This is the XL (4B) Base variant of ACE-Step 1.5 — a larger DiT decoder with ~4B parameters for higher audio quality. It is the foundation model supporting all tasks: text-to-music, cover, repaint, extract, lego, and complete.
XL Architecture
Parameter
Value
DiT Decoder hidden_size
2560
DiT Decoder layers
32
DiT Decoder attention heads
32
Encoder hidden_size
2048
Encoder layers
8
Total params
~4B
Weights size (bf16)
~18.8 GB
Inference steps
50 (with CFG)
GPU Requirements
VRAM
Support
≥12 GB
With CPU offload + INT8 quantization
≥16 GB
With CPU offload
≥20 GB
Without offload
≥24 GB
Full quality (XL + 4B LM)
All LM models (0.6B / 1.7B / 4B) are fully compatible with XL.
Key Features
💰 Commercial-Ready: Trained on legally compliant datasets. Generated music can be used for commercial purposes.
📚 Safe Training Data: Licensed music, royalty-free/public domain, and synthetic (MIDI-to-Audio) data.
🎯 Full Task Support: Text2Music, Cover, Repaint, Extract, Lego, Complete.
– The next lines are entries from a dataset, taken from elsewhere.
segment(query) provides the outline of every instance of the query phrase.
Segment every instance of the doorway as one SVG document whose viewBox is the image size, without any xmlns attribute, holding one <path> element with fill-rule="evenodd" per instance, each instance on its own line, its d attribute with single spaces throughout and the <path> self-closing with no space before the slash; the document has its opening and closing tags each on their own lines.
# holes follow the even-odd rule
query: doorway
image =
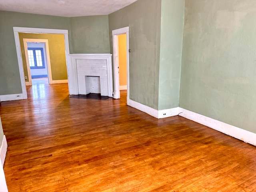
<svg viewBox="0 0 256 192">
<path fill-rule="evenodd" d="M 119 53 L 119 36 L 121 35 L 125 35 L 126 39 L 126 87 L 120 86 L 123 85 L 120 85 L 120 66 L 121 66 L 120 63 L 120 53 Z M 112 31 L 112 36 L 113 37 L 113 54 L 114 62 L 114 92 L 113 92 L 113 97 L 115 99 L 120 98 L 120 90 L 125 88 L 127 88 L 127 98 L 126 102 L 128 105 L 129 105 L 129 27 L 124 27 L 120 29 L 118 29 Z M 122 37 L 124 36 L 122 36 Z M 121 38 L 120 39 L 121 40 Z M 123 67 L 124 67 L 123 66 Z M 122 69 L 122 72 L 124 70 Z M 121 80 L 123 82 L 123 80 Z M 121 84 L 123 83 L 122 82 Z"/>
<path fill-rule="evenodd" d="M 39 77 L 47 77 L 48 80 L 48 83 L 50 84 L 52 84 L 52 78 L 51 70 L 51 62 L 50 60 L 48 40 L 23 39 L 23 42 L 26 62 L 28 71 L 27 78 L 28 79 L 28 82 L 25 82 L 26 85 L 32 85 L 32 78 L 33 76 L 34 78 L 39 78 Z M 37 44 L 37 46 L 36 46 L 33 44 L 33 43 L 38 43 Z M 38 60 L 38 59 L 40 57 L 38 57 L 38 55 L 34 56 L 34 54 L 36 55 L 37 53 L 36 51 L 38 50 L 35 49 L 36 48 L 40 48 L 41 49 L 42 46 L 44 47 L 42 48 L 43 51 L 38 52 L 39 53 L 41 53 L 40 54 L 40 54 L 41 56 L 41 59 L 39 59 L 39 60 L 37 62 L 37 60 Z M 32 47 L 33 47 L 33 48 L 32 48 Z M 29 49 L 30 50 L 29 50 Z M 41 50 L 38 49 L 38 50 Z M 31 52 L 31 54 L 30 54 L 29 53 L 30 52 Z M 38 62 L 39 62 L 40 64 L 41 64 L 40 65 L 38 65 L 37 63 Z M 46 74 L 46 77 L 44 76 L 45 74 Z M 25 79 L 25 80 L 26 79 L 26 77 Z"/>
<path fill-rule="evenodd" d="M 14 27 L 13 30 L 16 46 L 16 51 L 18 60 L 18 64 L 20 72 L 20 81 L 22 91 L 22 94 L 21 94 L 21 98 L 23 99 L 28 98 L 28 95 L 26 87 L 25 75 L 23 69 L 22 57 L 20 52 L 20 44 L 19 37 L 19 33 L 30 33 L 39 34 L 62 34 L 64 35 L 65 50 L 66 52 L 66 62 L 67 64 L 67 70 L 71 70 L 71 66 L 70 60 L 69 57 L 69 45 L 68 42 L 68 32 L 66 30 L 43 29 L 39 28 L 28 28 L 25 27 Z M 68 77 L 68 90 L 70 95 L 73 94 L 72 84 L 70 83 L 69 79 Z"/>
</svg>

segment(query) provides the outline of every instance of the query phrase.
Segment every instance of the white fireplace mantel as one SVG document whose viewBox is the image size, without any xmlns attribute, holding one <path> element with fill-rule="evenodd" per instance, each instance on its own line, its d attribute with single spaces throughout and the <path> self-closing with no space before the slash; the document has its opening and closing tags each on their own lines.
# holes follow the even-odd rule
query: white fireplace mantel
<svg viewBox="0 0 256 192">
<path fill-rule="evenodd" d="M 100 73 L 106 76 L 107 86 L 107 94 L 109 97 L 112 97 L 113 78 L 112 76 L 112 54 L 70 54 L 68 55 L 70 59 L 71 65 L 68 66 L 68 86 L 69 87 L 70 94 L 78 95 L 79 94 L 78 86 L 78 68 L 81 68 L 82 65 L 86 65 L 85 66 L 84 75 L 88 75 L 86 68 L 88 68 L 88 65 L 91 65 L 89 68 L 93 69 L 89 72 L 90 76 L 100 76 L 98 74 Z M 97 65 L 98 61 L 101 61 L 100 64 Z M 93 72 L 93 74 L 92 74 Z M 80 74 L 80 75 L 81 74 Z M 106 87 L 104 88 L 107 88 Z"/>
</svg>

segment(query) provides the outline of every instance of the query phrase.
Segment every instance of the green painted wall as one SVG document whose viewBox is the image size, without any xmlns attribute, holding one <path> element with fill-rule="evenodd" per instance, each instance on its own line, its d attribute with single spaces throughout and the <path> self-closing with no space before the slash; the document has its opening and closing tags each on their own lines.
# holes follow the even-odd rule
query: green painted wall
<svg viewBox="0 0 256 192">
<path fill-rule="evenodd" d="M 0 18 L 0 95 L 22 93 L 13 27 L 70 30 L 70 19 L 2 11 Z"/>
<path fill-rule="evenodd" d="M 109 53 L 108 16 L 72 17 L 72 53 Z"/>
<path fill-rule="evenodd" d="M 184 0 L 162 0 L 158 110 L 179 106 Z"/>
<path fill-rule="evenodd" d="M 0 95 L 22 93 L 14 26 L 68 30 L 70 53 L 86 53 L 110 52 L 108 25 L 107 16 L 70 18 L 0 11 Z"/>
<path fill-rule="evenodd" d="M 2 125 L 2 122 L 1 121 L 1 117 L 0 117 L 0 148 L 1 148 L 2 143 L 3 142 L 3 138 L 4 138 L 4 131 L 3 131 L 3 127 Z"/>
<path fill-rule="evenodd" d="M 180 106 L 256 133 L 256 2 L 186 0 Z"/>
<path fill-rule="evenodd" d="M 52 80 L 68 79 L 64 35 L 20 33 L 19 36 L 25 76 L 28 76 L 28 70 L 23 39 L 48 39 Z M 46 62 L 45 64 L 47 64 Z M 28 81 L 28 80 L 26 81 Z"/>
<path fill-rule="evenodd" d="M 112 30 L 129 27 L 130 98 L 158 109 L 161 22 L 160 0 L 138 0 L 109 15 Z"/>
</svg>

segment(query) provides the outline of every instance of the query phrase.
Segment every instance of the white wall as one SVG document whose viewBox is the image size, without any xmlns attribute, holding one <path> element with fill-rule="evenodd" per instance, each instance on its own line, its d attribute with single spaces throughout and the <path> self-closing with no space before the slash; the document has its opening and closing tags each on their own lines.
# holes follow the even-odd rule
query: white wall
<svg viewBox="0 0 256 192">
<path fill-rule="evenodd" d="M 2 150 L 3 149 L 3 147 L 4 145 L 3 145 L 2 146 L 2 143 L 4 143 L 4 141 L 1 139 L 4 136 L 4 133 L 3 131 L 3 128 L 2 126 L 2 122 L 1 121 L 1 118 L 0 118 L 0 154 L 2 154 Z M 5 157 L 5 154 L 4 154 L 4 157 Z M 0 160 L 0 192 L 7 192 L 8 191 L 7 190 L 7 186 L 6 186 L 6 183 L 5 180 L 5 177 L 4 177 L 4 169 L 3 169 L 3 166 L 2 164 L 3 165 L 3 162 L 2 162 L 2 161 Z"/>
<path fill-rule="evenodd" d="M 45 68 L 44 69 L 31 69 L 30 72 L 31 75 L 40 75 L 47 74 L 47 62 L 46 56 L 45 47 L 44 43 L 27 43 L 28 48 L 42 48 L 44 52 L 44 65 Z"/>
</svg>

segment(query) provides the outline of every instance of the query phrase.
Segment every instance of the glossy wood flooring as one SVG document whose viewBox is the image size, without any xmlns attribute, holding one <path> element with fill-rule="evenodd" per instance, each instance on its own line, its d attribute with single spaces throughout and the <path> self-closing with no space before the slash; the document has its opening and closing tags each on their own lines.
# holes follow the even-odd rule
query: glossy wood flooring
<svg viewBox="0 0 256 192">
<path fill-rule="evenodd" d="M 254 146 L 121 100 L 70 98 L 66 84 L 27 89 L 0 104 L 10 192 L 256 191 Z"/>
</svg>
🔮 Higher Quality: 4B parameters provide richer audio quality compared to the 2B variants.
Quick Start
# Install ACE-Step
git clone https://github.com/ace-step/ACE-Step-1.5.git
cd ACE-Step-1.5
pip install -e .
# Download this model
huggingface-cli download ACE-Step/acestep-v15-xl-base --local-dir ./checkpoints/acestep-v15-xl-base
# Run with Gradio UI
python acestep --config-path acestep-v15-xl-base